Since this has been a point of discussion on the old forum, I thought that I'd start this forum category by posting about per-folder file duplication in StableBit DrivePool.
Unlike the blog posts, I'll try to keep this brief (and somewhat technical).
What is file duplication?
Simply put, file duplication protects your files by storing 2 copies of a file on 2 separate hard drives. In case one fails, the other will have a copy of all of your duplicated files.
Designing File Duplication
The #1 priority for file duplication was to make the technology behind it as simple as possible, thus avoiding any unnecessary complications (and bugs). The first approach that DrivePool took was to put the duplication count in the folder name itself (you can't get any simpler than that).
For example, "Pictures.2" would duplicate all of your pictures to 2 hard drives.
This was very straightforward but unfortunately didn't work very well with shared folders. The name of a shared folder (as seen on the network) is typically the name of the folder itself, so it doesn't make sense to include the duplication count in the shared folder name. And more importantly, WHS 2011 didn't work well with this scheme.
(DrivePol 1.0 BETA M3 did try to work around the issues with folder links, but that was eventually replaced with a better and simpler system).
Alternate Data Streams
DrivePool 1.0 final shipped with the ability to store "tags" on folders. Although the tags are nothing more than alternate data streams on directories, I still like the word "tags" to describe the approach, because these "tags" describe something about a directory.
One of these tags eventually became a "DuplicationCount".
At first, the idea was to store the actual number of copies in the tag. So if a folder is designated as duplicated it would contain "2" in the duplication tag. But because we needed to enable folder duplication at any level in a directory tree, it was necessary to implement something that's a bit more flexible.
The current system supports an "Inherit" and a "Multiple" flag in addition to an explicit duplication count, and supports setting a duplication count on any arbitrary folder on the pool.
The new tag based system is not without complications.
We have issues with the read-only attribute on directories (which came up recently). And what happens if you move a duplicated folder to a location that's not duplicated?
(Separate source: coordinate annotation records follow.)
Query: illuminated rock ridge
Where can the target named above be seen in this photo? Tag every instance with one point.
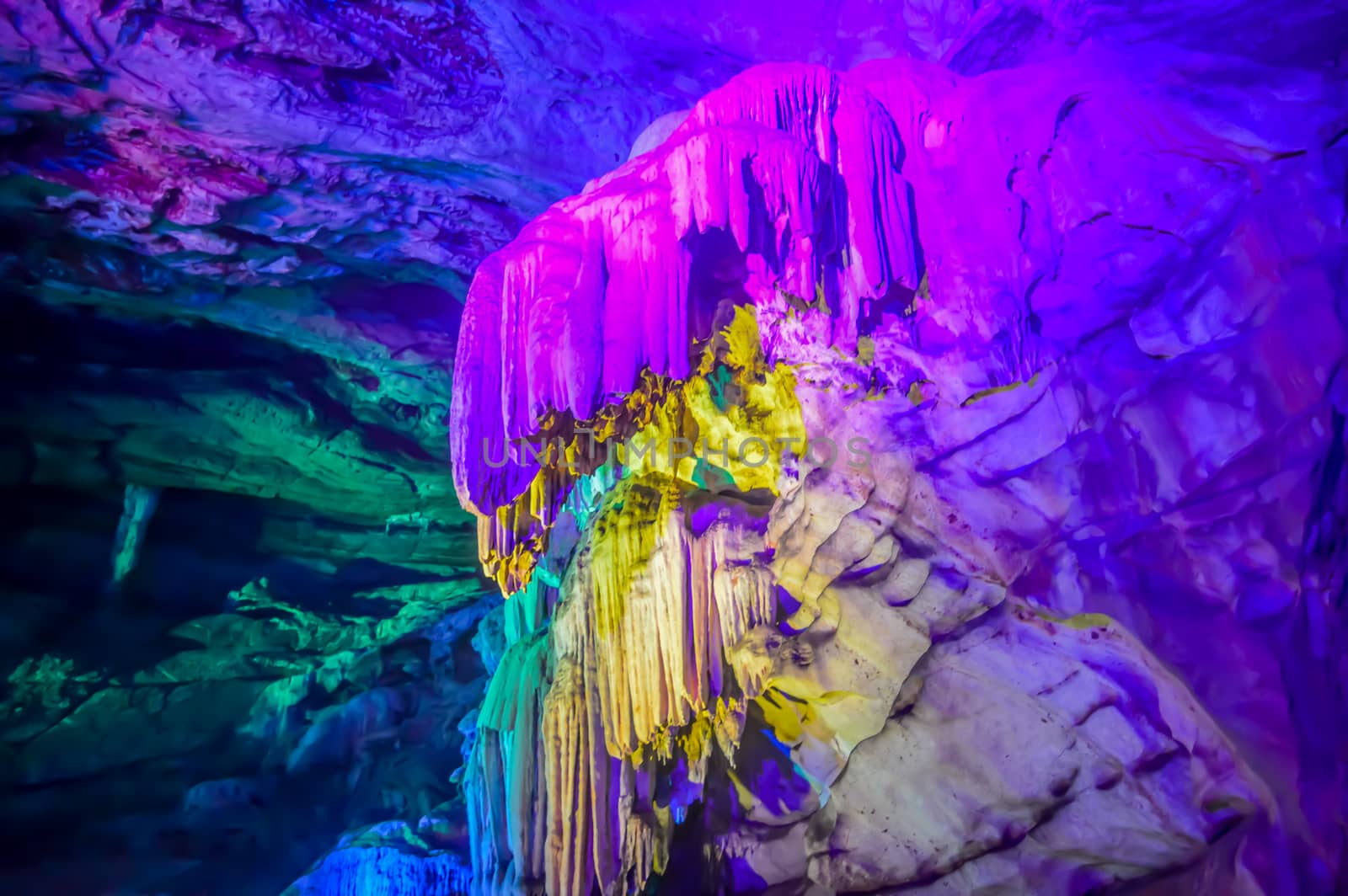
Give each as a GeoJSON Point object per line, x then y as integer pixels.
{"type": "Point", "coordinates": [1051, 603]}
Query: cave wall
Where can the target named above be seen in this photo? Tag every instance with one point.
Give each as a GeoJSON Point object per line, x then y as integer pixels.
{"type": "Point", "coordinates": [1073, 274]}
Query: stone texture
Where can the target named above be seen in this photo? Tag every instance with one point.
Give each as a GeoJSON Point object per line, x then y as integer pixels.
{"type": "Point", "coordinates": [1056, 307]}
{"type": "Point", "coordinates": [1087, 276]}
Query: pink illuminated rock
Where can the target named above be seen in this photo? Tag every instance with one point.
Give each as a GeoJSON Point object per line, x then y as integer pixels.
{"type": "Point", "coordinates": [1067, 627]}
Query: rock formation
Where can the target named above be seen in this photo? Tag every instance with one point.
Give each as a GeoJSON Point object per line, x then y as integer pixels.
{"type": "Point", "coordinates": [913, 464]}
{"type": "Point", "coordinates": [862, 464]}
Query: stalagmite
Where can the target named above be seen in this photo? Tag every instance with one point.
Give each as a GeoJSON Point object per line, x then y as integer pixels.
{"type": "Point", "coordinates": [735, 413]}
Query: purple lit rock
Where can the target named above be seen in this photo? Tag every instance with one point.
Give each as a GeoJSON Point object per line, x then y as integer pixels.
{"type": "Point", "coordinates": [1078, 623]}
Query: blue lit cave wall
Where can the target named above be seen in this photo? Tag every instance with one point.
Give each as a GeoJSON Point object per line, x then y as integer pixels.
{"type": "Point", "coordinates": [329, 333]}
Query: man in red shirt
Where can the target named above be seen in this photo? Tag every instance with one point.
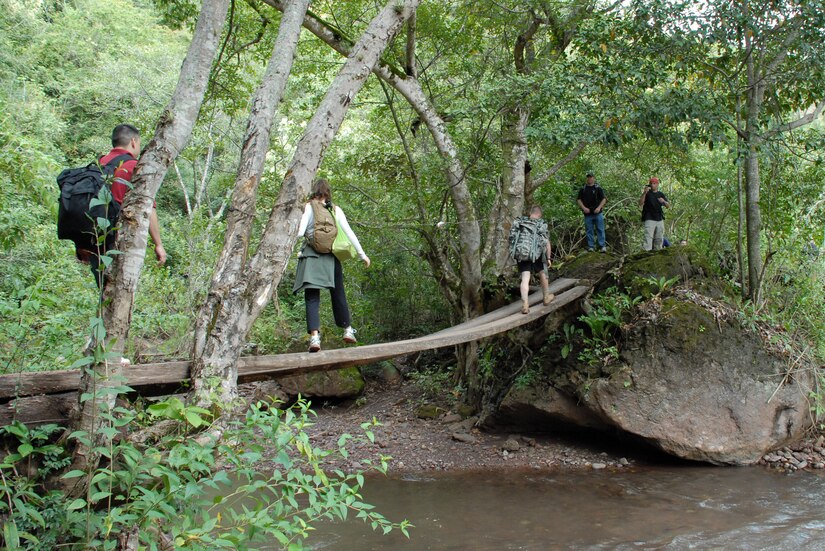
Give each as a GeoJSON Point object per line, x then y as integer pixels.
{"type": "Point", "coordinates": [126, 141]}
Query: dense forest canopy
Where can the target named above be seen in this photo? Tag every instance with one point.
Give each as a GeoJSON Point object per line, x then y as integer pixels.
{"type": "Point", "coordinates": [624, 90]}
{"type": "Point", "coordinates": [437, 123]}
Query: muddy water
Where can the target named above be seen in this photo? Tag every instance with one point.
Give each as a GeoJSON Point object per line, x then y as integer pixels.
{"type": "Point", "coordinates": [651, 508]}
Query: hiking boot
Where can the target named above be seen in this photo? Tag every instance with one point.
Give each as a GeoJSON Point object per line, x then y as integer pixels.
{"type": "Point", "coordinates": [315, 342]}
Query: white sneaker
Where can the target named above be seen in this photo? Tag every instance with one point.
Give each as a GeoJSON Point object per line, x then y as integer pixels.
{"type": "Point", "coordinates": [315, 342]}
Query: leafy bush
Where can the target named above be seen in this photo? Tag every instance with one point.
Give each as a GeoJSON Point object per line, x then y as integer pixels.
{"type": "Point", "coordinates": [262, 482]}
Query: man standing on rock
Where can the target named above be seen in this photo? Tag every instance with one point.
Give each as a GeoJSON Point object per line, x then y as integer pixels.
{"type": "Point", "coordinates": [653, 217]}
{"type": "Point", "coordinates": [591, 200]}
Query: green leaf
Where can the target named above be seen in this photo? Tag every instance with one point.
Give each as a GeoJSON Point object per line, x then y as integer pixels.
{"type": "Point", "coordinates": [76, 504]}
{"type": "Point", "coordinates": [25, 450]}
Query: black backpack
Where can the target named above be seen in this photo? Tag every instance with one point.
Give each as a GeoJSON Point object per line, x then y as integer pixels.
{"type": "Point", "coordinates": [76, 219]}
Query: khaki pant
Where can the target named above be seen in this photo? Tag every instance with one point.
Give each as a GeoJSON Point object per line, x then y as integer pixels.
{"type": "Point", "coordinates": [654, 232]}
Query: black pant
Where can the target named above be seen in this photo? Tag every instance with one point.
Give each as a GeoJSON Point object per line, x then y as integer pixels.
{"type": "Point", "coordinates": [340, 308]}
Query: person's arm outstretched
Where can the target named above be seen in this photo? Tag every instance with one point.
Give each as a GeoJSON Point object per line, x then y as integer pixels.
{"type": "Point", "coordinates": [342, 221]}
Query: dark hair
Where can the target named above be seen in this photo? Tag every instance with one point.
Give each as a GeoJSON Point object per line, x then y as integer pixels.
{"type": "Point", "coordinates": [123, 134]}
{"type": "Point", "coordinates": [321, 190]}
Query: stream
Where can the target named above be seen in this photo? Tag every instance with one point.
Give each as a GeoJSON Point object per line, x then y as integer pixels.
{"type": "Point", "coordinates": [666, 507]}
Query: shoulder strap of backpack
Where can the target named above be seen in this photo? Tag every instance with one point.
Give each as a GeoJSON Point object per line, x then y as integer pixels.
{"type": "Point", "coordinates": [111, 166]}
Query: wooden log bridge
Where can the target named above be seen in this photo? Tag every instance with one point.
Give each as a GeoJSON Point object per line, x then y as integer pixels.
{"type": "Point", "coordinates": [47, 396]}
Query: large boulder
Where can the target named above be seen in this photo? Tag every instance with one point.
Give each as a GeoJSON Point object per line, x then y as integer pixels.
{"type": "Point", "coordinates": [689, 379]}
{"type": "Point", "coordinates": [702, 388]}
{"type": "Point", "coordinates": [337, 384]}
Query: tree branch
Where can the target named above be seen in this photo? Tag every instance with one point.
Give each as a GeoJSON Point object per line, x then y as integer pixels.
{"type": "Point", "coordinates": [541, 179]}
{"type": "Point", "coordinates": [805, 119]}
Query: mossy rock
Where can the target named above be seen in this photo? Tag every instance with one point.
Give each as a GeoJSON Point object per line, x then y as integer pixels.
{"type": "Point", "coordinates": [643, 274]}
{"type": "Point", "coordinates": [340, 383]}
{"type": "Point", "coordinates": [591, 266]}
{"type": "Point", "coordinates": [687, 322]}
{"type": "Point", "coordinates": [429, 411]}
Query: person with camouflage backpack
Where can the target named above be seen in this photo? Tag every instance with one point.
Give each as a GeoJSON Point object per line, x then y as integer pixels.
{"type": "Point", "coordinates": [530, 248]}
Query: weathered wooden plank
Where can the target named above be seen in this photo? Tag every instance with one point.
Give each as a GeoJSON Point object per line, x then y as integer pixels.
{"type": "Point", "coordinates": [326, 359]}
{"type": "Point", "coordinates": [52, 382]}
{"type": "Point", "coordinates": [557, 287]}
{"type": "Point", "coordinates": [39, 410]}
{"type": "Point", "coordinates": [142, 375]}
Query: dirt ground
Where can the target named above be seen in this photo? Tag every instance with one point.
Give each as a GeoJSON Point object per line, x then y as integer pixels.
{"type": "Point", "coordinates": [448, 442]}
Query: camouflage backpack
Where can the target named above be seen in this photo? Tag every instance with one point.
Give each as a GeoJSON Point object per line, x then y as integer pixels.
{"type": "Point", "coordinates": [528, 239]}
{"type": "Point", "coordinates": [322, 233]}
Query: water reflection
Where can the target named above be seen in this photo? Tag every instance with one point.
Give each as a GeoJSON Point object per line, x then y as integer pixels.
{"type": "Point", "coordinates": [657, 508]}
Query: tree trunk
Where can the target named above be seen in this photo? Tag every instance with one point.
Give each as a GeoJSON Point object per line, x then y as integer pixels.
{"type": "Point", "coordinates": [214, 371]}
{"type": "Point", "coordinates": [510, 199]}
{"type": "Point", "coordinates": [173, 131]}
{"type": "Point", "coordinates": [228, 269]}
{"type": "Point", "coordinates": [755, 96]}
{"type": "Point", "coordinates": [470, 303]}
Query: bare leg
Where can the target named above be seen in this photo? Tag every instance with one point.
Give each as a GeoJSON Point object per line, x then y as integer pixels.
{"type": "Point", "coordinates": [525, 292]}
{"type": "Point", "coordinates": [545, 286]}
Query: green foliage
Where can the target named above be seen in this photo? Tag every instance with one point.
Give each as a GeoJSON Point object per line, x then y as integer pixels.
{"type": "Point", "coordinates": [604, 320]}
{"type": "Point", "coordinates": [182, 487]}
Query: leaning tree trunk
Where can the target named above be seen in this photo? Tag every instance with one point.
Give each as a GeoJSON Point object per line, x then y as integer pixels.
{"type": "Point", "coordinates": [214, 372]}
{"type": "Point", "coordinates": [229, 268]}
{"type": "Point", "coordinates": [173, 131]}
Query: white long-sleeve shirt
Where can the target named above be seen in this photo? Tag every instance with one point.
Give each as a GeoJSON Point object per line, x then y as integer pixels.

Well, we're handling all of these cases for you in a (hopefully) intelligent manner.
I've considered scrapping per-folder duplication in DrivePool 2.0. The reason is because you can create duplicated pools and non duplicated pools, and I feel that this is sufficient flexibility for most people. If we got rid of per-folder duplication it would make a lot of thing much simpler (such as balancing).
What do you think of per-folder duplication?
Let me know. I'm listening.